Excesso de realidade
"Muitas
vezes se diz que, quando uma criança chora, a gente deve deixá-la chorar até
cansar, pois, caso contrário, nunca saberá esperar. Pois bem, este pode ser um
exemplo típico do excesso de realidade na vida de uma criança. É claro que ela
vai parar de chorar. Mas de exaustão. Se for só manha, passará logo, e ela
voltará a algum tipo de brincadeira. Mas se for necessidade da presença de um adulto
protetor, gerada por algum medo ou ansiedade, a exaustão tomará conta do seu
corpo. Vai dormir, pois a dor psíquica gerada pelo excesso lhe acarretará
cansaço. E nessas horas o bom senso ou uma interpretação clara são exigidos do
adulto, que deve estar atento para quando for convocado para proteger a criança
dos excessos. Aqui não podemos esquecer que a criança é um ser em
desenvolvimento, portanto, com a atividade mental também em desenvolvimento.
Por isso, bons pais são aqueles que detectam e protegem as crianças dos
excessos. Isto certamente ajudará para que o medo da e na vida não cresça
demais na criança. Amor não faz mal a ninguém. Ausência ou raiva sim."
Fonte: Aprendendo a lidar com os medos: A arte de cuidar de crianças. Do Julio Cesar Walz. 2010. p. 45.
Somos seres complexos e em
desenvolvimento, por isso não podemos nos culpar pelos erros que cometemos. Ao
cuidar de uma criança, ela se torna um mundo a parte que tentamos entender e
ajudar.
A criança precisa sentir-se
segura para se desenvolver tranquilamente. E esta segurança é alcançada pelos limites que o adulto dá ao negar certas
liberdades que a criança ainda não está pronta e pela proteção, quando o adulto se faz presente nos momentos em que a
criança não sabe lidar com a realidade, ficando ansiosa.

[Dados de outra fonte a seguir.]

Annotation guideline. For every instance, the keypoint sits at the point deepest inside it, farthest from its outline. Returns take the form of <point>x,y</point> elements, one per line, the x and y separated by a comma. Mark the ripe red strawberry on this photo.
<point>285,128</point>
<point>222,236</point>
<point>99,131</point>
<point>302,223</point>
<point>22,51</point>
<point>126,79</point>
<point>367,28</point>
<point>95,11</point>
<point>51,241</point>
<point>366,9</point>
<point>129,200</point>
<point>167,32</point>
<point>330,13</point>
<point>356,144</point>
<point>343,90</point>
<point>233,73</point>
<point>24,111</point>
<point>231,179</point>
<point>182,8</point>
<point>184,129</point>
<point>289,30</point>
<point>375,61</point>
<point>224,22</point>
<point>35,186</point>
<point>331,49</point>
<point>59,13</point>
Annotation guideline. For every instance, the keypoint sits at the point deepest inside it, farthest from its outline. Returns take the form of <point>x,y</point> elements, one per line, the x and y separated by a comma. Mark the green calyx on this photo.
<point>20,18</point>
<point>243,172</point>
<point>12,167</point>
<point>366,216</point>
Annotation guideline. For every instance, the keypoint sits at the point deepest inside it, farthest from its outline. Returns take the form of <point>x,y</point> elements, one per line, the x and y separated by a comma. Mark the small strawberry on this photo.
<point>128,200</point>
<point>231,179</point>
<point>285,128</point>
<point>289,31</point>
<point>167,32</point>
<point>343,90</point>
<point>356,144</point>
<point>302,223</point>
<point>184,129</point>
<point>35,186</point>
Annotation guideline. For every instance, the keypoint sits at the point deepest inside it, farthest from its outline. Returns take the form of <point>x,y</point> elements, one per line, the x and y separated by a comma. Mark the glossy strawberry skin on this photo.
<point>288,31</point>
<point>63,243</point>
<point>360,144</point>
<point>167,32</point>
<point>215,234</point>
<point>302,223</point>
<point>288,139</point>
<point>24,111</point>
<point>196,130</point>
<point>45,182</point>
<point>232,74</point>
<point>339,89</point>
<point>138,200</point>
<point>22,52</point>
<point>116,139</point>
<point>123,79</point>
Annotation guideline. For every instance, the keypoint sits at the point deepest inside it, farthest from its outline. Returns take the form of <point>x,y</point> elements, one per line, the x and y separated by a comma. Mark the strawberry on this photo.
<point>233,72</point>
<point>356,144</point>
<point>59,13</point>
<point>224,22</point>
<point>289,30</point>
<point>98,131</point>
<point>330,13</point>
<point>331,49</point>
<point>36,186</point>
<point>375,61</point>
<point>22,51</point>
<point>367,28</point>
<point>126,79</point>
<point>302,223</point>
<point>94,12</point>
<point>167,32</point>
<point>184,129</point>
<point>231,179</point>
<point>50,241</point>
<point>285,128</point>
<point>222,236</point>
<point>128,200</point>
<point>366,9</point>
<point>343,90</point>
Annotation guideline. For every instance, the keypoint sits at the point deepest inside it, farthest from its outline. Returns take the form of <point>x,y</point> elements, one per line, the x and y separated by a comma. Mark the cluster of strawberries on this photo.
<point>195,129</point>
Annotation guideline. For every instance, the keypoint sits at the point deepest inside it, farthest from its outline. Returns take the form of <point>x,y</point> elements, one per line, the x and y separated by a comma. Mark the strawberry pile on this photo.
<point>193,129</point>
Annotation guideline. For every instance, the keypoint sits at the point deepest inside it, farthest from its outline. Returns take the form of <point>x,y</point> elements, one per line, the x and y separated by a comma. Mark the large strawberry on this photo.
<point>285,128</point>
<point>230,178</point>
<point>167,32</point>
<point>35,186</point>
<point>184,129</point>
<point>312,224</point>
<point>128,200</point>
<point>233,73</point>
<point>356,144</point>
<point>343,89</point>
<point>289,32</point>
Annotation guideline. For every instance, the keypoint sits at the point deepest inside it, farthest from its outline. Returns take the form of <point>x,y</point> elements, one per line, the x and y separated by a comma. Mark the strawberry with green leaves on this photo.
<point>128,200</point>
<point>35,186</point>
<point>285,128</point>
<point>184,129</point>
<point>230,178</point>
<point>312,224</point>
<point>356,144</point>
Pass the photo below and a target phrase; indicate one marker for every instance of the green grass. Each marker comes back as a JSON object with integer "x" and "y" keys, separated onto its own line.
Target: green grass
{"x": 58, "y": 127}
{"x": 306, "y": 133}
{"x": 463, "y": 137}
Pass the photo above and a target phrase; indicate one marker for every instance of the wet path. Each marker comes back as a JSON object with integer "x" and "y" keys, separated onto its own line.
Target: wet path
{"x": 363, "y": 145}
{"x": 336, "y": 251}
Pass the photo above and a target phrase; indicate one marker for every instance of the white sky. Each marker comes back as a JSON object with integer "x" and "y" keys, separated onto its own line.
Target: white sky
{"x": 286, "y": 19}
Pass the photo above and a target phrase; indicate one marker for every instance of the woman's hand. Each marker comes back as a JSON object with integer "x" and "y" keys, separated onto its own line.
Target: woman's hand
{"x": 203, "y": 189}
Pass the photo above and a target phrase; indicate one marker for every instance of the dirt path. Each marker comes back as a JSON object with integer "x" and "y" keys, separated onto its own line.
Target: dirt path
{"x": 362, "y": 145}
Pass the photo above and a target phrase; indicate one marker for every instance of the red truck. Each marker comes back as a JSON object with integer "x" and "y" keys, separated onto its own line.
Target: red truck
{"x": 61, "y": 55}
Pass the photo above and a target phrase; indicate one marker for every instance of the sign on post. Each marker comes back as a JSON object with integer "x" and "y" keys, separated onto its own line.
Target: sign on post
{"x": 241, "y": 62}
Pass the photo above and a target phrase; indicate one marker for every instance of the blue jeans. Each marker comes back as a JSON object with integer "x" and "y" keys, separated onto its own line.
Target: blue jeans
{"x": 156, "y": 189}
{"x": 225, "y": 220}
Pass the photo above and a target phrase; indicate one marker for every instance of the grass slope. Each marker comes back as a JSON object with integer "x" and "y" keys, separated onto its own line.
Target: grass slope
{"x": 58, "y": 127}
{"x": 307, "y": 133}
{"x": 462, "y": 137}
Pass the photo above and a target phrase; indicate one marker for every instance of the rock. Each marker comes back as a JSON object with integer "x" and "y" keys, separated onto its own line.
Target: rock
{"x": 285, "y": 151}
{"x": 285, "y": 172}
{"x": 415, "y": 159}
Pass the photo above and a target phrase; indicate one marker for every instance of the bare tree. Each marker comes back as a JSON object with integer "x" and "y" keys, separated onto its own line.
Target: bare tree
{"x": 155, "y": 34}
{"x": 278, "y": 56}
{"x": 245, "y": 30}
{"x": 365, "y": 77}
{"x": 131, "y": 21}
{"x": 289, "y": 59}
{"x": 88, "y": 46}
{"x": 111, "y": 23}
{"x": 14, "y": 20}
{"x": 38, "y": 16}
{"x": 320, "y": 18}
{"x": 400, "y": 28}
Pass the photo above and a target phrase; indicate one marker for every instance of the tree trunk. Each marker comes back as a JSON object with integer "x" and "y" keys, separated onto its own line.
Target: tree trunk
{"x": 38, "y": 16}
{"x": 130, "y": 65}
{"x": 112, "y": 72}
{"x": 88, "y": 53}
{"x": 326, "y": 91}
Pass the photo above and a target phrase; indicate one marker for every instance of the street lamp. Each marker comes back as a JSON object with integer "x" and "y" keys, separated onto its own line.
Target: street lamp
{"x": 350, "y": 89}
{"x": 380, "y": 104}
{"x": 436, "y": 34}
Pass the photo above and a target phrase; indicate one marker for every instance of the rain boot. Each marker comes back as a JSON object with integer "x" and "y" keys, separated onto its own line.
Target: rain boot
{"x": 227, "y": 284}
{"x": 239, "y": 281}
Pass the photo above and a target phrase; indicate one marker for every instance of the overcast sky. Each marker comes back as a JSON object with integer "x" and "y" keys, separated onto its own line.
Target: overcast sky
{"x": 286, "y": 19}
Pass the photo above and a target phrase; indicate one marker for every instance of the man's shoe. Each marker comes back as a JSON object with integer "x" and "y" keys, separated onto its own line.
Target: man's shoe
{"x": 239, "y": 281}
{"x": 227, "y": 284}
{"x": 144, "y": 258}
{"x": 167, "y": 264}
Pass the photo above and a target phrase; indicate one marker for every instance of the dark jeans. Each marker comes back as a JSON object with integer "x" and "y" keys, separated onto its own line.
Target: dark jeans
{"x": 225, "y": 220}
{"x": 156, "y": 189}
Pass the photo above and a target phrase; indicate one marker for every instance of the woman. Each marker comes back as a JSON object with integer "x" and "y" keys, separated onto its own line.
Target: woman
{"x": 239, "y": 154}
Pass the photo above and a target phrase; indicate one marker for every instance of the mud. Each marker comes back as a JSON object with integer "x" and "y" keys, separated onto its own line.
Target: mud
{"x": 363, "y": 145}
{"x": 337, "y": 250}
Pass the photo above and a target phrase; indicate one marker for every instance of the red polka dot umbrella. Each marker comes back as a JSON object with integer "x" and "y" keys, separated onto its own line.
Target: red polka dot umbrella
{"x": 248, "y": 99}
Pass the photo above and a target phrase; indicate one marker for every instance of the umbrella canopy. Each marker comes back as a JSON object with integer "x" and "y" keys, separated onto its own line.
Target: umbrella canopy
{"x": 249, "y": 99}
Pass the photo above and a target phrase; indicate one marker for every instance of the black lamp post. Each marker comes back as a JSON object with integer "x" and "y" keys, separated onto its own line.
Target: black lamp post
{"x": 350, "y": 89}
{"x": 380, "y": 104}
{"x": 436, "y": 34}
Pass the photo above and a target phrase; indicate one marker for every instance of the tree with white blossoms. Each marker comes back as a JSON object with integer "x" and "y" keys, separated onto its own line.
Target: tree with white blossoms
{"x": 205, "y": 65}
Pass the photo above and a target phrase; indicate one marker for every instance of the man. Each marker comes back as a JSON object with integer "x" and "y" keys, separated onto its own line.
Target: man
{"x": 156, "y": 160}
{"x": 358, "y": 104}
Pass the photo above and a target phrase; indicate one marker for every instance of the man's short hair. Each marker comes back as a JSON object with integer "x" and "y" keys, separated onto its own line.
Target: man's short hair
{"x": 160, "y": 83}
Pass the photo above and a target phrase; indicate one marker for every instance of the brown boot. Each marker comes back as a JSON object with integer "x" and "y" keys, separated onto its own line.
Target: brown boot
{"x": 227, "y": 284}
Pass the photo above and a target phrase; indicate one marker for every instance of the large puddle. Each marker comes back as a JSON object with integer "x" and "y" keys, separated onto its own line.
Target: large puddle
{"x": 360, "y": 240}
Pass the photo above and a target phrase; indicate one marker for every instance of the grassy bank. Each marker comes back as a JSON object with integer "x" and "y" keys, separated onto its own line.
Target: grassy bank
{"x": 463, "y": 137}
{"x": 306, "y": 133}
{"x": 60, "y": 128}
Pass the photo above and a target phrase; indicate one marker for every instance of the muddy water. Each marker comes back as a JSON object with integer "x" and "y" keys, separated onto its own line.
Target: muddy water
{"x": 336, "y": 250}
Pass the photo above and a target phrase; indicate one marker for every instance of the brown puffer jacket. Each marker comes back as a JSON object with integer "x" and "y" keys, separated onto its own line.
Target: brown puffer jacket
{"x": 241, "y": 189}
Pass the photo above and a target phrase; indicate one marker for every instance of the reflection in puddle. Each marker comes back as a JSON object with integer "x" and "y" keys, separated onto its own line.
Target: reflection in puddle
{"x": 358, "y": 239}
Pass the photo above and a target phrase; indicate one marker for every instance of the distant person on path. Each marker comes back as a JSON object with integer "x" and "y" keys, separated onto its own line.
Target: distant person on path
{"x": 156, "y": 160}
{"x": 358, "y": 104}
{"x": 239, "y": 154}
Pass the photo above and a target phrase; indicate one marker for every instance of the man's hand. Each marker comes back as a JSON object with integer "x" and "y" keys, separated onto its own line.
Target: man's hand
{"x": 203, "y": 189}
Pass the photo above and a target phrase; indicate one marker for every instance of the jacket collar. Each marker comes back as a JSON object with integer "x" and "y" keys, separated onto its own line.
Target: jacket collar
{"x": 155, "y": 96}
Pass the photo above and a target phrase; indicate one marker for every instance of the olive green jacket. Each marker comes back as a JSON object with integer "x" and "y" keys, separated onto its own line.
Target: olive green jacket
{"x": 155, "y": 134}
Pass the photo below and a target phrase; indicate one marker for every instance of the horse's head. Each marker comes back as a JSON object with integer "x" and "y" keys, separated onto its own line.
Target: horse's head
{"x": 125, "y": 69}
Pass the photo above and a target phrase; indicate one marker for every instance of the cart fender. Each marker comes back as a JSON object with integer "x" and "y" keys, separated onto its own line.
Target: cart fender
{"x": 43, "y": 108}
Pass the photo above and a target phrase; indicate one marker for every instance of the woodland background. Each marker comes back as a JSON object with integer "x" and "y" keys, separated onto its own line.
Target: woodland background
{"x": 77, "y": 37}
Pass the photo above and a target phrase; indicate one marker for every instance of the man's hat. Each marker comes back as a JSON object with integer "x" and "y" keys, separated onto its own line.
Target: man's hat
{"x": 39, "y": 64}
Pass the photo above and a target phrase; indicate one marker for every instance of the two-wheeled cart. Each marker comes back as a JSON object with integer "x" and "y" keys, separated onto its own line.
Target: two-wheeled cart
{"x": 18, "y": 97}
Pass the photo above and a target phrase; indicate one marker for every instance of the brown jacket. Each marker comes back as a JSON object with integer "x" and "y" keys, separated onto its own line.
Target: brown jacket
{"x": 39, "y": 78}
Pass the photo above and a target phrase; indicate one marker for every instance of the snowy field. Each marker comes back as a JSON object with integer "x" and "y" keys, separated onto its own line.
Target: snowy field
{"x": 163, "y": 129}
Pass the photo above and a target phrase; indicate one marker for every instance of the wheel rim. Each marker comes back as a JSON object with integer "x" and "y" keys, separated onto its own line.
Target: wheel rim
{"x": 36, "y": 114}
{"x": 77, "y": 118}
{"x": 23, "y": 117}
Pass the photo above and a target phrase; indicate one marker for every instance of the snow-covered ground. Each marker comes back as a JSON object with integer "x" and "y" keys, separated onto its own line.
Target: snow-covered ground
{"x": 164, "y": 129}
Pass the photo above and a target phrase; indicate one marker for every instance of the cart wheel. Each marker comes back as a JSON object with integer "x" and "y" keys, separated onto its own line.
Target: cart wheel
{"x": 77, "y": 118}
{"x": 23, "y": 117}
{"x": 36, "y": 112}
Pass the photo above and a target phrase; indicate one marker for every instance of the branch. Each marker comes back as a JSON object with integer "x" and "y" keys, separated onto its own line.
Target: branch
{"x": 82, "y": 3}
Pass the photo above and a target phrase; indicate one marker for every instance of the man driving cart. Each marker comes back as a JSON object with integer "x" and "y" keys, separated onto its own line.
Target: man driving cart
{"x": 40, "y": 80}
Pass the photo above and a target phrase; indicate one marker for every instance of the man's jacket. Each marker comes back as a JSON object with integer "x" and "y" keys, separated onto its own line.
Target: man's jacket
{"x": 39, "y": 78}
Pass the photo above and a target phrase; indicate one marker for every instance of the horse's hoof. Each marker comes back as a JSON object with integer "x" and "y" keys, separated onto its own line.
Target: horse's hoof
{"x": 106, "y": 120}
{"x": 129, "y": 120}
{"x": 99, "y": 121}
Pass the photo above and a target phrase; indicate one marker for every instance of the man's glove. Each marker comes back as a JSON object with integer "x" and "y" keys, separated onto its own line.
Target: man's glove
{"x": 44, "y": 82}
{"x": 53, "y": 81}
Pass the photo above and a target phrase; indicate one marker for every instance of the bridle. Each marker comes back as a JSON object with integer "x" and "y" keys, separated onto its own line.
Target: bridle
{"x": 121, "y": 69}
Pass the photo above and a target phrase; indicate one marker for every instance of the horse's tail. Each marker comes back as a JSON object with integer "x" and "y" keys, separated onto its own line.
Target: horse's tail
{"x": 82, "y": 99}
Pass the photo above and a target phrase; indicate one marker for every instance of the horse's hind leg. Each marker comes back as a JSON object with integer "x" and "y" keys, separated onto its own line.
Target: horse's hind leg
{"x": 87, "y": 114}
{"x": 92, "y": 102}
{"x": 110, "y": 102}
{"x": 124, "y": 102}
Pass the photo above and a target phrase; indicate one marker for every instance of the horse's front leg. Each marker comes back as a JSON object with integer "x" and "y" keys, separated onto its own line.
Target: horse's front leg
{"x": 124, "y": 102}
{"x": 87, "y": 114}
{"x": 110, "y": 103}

Às vezes, no supermercado, a
criança mal entrou na porta e começa a dar chilique, então ela sai correndo e
pega um brinquedo no corredor e o segura com toda a força do mundo.
Os
pais podem acalmar a criança, dizendo que não precisa se preocupar que a protegerão
de todo o mal.
Pergunta a ela se está se
sentindo melhor segurando o brinquedo. Tem crianças que levam um paninho com
elas, e isso já ajuda a manter a segurança e conter a ansiedade de estar num
lugar imenso e novo, com todas aquelas pessoas estranhas.
Tenta não perder seu filho de vista, e quando forem embora diz que vocês vão pra casa ou pra uma sorveteria ou algo que o motive a deixar o brinquedo na loja. E mesmo que seja só ir para casa, talvez já seja o suficiente, lembre seu filho dos brinquedos que deixou em casa, daquele jogo legal que você vai jogar com ele quando chegarem.
É importante os professores também protejam seus alunos, eles estão longe dos pais e terão momentos de fragilidade, e o professor será o adulto disponível para auxiliar as crianças em seus medos, frustrações e ansiedades frente a realidade, que muitas vezes, é ameaçadora, ainda mais na escola.